13 марта 1928 года в «Известиях» появилось сообщение о раскрытии контрреволюционной организации в Донбассе. А с 18 мая по 15 июля того же года в Москве шел печально знаменитый «Шахтинский процесс». Центральная периодика регулярно публиковала сенсационные материалы суда: более пятидесяти инженеров и техников с многолетним опытом, руководителей угледобывающей промышленности Шахтинского и других районов Донбасса, обвинялись во «вредительстве». Как «буржуазные специалисты», получившие в нэповские годы крупные посты в промышленности, они якобы защищали интересы «международного капитала», прежних владельцев шахт, стремились «подорвать хозяйственное благополучие СССР». Многие подсудимые признавали себя «вредителями», публично каялись.

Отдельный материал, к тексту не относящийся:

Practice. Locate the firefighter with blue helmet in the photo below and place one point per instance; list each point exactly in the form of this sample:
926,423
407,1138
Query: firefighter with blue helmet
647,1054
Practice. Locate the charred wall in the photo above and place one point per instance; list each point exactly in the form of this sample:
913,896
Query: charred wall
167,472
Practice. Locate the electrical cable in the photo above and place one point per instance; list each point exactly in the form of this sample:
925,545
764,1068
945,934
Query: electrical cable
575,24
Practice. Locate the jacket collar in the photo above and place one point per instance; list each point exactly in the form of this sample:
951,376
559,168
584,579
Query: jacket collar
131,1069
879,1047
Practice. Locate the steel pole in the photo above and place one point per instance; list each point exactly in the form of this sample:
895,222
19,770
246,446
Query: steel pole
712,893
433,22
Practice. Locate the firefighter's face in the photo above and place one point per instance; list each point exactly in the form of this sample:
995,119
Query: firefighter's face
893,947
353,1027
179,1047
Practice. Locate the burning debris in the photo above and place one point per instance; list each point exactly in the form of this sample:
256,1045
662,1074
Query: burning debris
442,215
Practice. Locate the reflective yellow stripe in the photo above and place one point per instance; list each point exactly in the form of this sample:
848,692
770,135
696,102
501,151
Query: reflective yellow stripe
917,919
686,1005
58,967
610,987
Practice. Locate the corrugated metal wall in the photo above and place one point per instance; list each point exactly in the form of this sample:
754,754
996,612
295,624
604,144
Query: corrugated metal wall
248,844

Признания, покаяние и осуждение «шахтинцев» давали партийному руководству возможность списать все неудачи в промышленности на происки уже обнаруженных и еще разыскиваемых «вредителей». Косвенно дискредитировался и нэп — питательная среда «вредителей».
«Шахтинский процесс» был воспринят как начало антибухаринской кампании, так называемой борьбы с «правым уклоном». Поиски «вредителей» и «правых уклонистов» развернулись не только в угледобывающей промышленности. Понятно, что и в литературе без них не обошлось.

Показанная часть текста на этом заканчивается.